CAMBRIDGE, ON., November 10, 2015 – Toyota announced today that it will produce RAV4 vehicles in its Cambridge North Assembly plant starting in 2019. With Lexus RX in Cambridge, and Toyota RAV4 in Woodstock and Cambridge, Toyota Motor Manufacturing Canada (TMMC) will become a North American hub for sport utility vehicles. The company also announced that it will be adding hybrid RAV4 production.
“The RAV4 and the RAV4 hybrid are great products for TMMC,” commented Toyota Motor North America Chief Executive Officer Jim Lentz. “RAV4 is a leader in the fastest growing segment of the North American auto industry. We forecast that the segment will continue to demonstrate strong growth with the RAV4 being a major player.” Mr. Lentz also explained that “producing additional RAV4s, a more upscale, more complex, higher content vehicle, fits well with TMMC’s well-earned reputation for quality.”
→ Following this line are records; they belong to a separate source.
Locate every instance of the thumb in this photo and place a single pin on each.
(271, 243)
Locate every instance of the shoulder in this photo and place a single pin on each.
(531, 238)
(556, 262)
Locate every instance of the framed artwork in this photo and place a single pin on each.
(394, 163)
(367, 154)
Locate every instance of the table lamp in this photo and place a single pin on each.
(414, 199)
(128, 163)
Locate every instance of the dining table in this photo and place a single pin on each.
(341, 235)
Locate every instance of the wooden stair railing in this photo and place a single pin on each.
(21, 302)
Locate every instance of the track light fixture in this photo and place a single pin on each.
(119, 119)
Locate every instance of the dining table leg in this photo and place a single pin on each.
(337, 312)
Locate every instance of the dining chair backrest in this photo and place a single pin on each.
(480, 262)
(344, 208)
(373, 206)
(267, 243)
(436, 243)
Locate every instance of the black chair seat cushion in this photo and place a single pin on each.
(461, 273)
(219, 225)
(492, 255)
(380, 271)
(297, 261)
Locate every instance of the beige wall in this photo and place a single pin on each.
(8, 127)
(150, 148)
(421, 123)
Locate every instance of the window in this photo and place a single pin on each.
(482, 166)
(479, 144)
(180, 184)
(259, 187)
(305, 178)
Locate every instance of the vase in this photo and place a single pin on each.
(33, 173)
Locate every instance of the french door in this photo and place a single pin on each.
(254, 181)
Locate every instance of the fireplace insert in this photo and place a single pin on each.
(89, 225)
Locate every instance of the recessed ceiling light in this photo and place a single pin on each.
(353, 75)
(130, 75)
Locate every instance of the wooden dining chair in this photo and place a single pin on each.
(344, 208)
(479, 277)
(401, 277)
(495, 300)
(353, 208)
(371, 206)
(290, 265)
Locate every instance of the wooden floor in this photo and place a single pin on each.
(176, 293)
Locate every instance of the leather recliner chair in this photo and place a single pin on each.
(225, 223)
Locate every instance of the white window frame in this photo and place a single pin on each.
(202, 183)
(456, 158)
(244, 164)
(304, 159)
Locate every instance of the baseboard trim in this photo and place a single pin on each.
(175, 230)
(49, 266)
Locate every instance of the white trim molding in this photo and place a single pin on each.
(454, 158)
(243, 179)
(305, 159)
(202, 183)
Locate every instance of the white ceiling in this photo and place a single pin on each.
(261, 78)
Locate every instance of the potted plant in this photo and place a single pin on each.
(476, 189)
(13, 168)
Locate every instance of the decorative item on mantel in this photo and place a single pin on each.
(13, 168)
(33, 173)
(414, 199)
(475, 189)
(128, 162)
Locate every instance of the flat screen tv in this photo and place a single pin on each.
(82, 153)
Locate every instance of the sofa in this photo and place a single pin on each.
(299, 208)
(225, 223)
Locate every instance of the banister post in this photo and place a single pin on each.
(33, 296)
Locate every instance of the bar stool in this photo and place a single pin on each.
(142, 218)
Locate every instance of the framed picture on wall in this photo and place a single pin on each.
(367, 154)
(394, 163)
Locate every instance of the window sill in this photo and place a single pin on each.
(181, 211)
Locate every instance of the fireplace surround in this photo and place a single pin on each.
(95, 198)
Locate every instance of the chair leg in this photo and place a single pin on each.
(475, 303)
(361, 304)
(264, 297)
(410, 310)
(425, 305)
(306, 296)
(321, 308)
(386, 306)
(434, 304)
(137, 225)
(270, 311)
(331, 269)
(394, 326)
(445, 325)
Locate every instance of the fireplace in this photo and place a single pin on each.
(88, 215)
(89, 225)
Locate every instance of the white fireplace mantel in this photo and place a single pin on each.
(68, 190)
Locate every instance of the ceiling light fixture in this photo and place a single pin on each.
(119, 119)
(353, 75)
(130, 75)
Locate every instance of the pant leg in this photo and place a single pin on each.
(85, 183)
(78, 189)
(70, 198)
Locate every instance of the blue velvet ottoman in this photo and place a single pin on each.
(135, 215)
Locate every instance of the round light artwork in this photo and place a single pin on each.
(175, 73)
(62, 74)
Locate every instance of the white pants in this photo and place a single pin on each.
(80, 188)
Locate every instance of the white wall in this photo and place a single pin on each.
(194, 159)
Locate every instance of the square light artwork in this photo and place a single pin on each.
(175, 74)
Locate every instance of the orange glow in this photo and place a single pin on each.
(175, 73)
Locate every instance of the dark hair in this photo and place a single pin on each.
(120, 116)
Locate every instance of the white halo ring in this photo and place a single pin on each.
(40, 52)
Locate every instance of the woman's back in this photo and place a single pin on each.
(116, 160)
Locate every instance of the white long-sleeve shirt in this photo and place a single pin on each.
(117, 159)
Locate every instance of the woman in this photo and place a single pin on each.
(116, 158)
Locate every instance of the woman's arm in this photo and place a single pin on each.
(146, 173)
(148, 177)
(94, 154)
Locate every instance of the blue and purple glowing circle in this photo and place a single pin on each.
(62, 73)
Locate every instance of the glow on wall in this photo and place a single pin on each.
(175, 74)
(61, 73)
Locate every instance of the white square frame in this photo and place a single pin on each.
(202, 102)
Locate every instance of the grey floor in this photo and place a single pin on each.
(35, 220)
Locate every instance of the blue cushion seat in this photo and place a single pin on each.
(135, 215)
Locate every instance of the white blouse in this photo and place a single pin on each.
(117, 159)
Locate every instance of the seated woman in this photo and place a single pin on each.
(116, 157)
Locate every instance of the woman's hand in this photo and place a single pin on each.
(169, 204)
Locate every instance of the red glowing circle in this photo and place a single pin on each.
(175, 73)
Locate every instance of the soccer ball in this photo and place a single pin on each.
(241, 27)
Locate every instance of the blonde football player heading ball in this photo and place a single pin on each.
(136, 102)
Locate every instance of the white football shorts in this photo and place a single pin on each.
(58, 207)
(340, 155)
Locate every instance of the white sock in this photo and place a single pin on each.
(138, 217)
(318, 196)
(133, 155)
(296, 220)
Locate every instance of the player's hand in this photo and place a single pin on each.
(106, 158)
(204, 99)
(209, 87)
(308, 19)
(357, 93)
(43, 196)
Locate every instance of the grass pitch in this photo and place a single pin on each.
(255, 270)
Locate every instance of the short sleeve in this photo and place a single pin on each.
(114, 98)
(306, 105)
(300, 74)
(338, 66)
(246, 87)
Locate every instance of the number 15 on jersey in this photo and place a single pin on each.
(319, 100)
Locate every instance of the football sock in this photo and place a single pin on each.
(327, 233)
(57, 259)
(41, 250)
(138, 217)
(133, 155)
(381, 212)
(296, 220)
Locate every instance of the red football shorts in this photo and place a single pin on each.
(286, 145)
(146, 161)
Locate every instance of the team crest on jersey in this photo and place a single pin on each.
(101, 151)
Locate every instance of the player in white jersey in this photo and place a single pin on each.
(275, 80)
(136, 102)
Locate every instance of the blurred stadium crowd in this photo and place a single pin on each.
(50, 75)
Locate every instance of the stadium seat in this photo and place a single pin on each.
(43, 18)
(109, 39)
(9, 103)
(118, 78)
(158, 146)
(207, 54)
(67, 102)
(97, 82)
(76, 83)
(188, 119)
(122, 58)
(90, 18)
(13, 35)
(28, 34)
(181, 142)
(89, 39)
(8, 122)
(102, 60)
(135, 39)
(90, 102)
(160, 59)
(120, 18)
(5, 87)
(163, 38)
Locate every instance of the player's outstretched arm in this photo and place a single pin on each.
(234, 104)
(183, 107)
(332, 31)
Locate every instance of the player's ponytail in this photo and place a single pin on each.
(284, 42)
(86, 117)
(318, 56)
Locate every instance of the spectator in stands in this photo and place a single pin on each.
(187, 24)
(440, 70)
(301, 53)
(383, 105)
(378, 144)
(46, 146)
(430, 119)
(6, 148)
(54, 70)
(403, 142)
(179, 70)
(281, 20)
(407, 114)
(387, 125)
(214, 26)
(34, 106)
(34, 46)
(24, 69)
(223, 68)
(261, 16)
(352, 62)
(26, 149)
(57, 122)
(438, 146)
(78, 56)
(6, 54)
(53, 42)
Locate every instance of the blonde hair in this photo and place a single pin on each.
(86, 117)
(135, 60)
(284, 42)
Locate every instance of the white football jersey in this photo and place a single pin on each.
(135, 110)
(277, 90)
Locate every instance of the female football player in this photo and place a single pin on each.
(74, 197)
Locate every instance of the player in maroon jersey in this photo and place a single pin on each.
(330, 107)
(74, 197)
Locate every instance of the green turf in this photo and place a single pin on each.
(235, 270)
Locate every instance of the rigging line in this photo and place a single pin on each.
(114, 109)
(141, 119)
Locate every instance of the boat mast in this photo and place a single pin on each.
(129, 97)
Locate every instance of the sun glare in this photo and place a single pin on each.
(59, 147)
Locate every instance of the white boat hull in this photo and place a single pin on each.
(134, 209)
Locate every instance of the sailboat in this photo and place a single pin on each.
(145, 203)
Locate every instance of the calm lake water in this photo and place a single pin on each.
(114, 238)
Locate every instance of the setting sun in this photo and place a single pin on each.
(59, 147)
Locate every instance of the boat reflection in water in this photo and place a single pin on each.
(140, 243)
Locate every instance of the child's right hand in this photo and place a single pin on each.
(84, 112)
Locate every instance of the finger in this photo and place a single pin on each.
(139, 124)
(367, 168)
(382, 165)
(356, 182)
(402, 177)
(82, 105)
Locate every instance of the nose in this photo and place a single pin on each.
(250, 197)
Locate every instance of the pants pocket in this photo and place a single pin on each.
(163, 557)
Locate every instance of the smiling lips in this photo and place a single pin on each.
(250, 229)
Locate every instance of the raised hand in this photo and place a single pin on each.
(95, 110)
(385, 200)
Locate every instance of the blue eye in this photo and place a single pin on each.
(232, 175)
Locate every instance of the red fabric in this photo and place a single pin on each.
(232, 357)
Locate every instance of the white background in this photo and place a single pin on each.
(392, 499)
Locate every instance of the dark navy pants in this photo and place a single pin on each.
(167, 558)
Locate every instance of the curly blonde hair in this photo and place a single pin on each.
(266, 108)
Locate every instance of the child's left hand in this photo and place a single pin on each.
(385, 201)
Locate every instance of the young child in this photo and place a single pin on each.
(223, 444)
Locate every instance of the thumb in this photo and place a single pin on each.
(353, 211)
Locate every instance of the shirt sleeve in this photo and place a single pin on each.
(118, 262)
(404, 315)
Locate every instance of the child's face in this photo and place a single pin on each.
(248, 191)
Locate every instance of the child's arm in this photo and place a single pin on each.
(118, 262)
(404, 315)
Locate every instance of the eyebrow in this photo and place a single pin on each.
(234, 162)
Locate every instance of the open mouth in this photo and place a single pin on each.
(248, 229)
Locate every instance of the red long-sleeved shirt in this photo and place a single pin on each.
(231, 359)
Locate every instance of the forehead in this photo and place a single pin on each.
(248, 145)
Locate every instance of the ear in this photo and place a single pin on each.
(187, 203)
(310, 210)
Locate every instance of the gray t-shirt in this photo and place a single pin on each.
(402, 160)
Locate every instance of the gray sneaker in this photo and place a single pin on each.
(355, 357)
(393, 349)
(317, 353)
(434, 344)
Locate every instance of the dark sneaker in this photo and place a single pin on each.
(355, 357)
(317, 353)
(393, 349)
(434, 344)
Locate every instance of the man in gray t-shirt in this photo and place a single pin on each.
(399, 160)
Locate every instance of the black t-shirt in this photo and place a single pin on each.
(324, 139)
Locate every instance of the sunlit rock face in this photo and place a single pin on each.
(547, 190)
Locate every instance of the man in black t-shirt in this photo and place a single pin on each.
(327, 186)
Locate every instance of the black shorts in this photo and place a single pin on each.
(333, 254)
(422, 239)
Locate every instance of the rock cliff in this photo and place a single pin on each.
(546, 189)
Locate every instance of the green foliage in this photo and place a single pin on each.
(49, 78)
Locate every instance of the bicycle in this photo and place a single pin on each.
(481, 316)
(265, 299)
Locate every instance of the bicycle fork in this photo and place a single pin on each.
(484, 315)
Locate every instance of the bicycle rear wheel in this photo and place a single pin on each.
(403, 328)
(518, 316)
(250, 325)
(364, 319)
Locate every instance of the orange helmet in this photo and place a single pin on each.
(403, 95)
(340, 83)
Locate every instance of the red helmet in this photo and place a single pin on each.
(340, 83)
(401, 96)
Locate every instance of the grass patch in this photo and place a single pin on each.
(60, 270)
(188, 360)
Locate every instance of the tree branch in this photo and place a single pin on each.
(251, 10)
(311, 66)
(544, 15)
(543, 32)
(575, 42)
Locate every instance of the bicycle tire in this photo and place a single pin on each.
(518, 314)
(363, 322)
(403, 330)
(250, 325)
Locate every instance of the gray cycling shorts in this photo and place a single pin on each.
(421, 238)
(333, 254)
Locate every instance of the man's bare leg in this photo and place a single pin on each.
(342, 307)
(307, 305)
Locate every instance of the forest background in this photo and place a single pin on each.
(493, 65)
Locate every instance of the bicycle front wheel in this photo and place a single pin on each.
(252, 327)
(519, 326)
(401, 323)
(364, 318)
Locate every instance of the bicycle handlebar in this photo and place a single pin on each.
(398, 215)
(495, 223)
To accommodate the change, the Cambridge North Plant will receive significant new investment, including the introduction of Toyota’s New Global Architecture (TNGA). TNGA is an innovative, integrated approach to developing and building vehicles, involving new production equipment and new processes. TMMC President, Brian Krinock explained that “with a new platform and the latest technology, TMMC will have the flexibility to respond to the evolving needs of the automotive marketplace.” He also said that “bringing TNGA to Canada will propel us to the next generation of automotive manufacturing and provide the basis for our longstanding commitment to employment stability.” Mr. Krinock also observed that “when we implement this project in 2019, we will have been making vehicles in Canada for thirty years. This investment will revitalize our plant and create the foundation for our future success.”
Toyota Motor Manufacturing Canada Inc. manufactures the Toyota Corolla, RAV4, Lexus RX 350 and RX 450h vehicles and is the first plant outside of Japan to build a Lexus vehicle. The company employs more than 8,000 Team Members at three manufacturing plants in Ontario, Canada.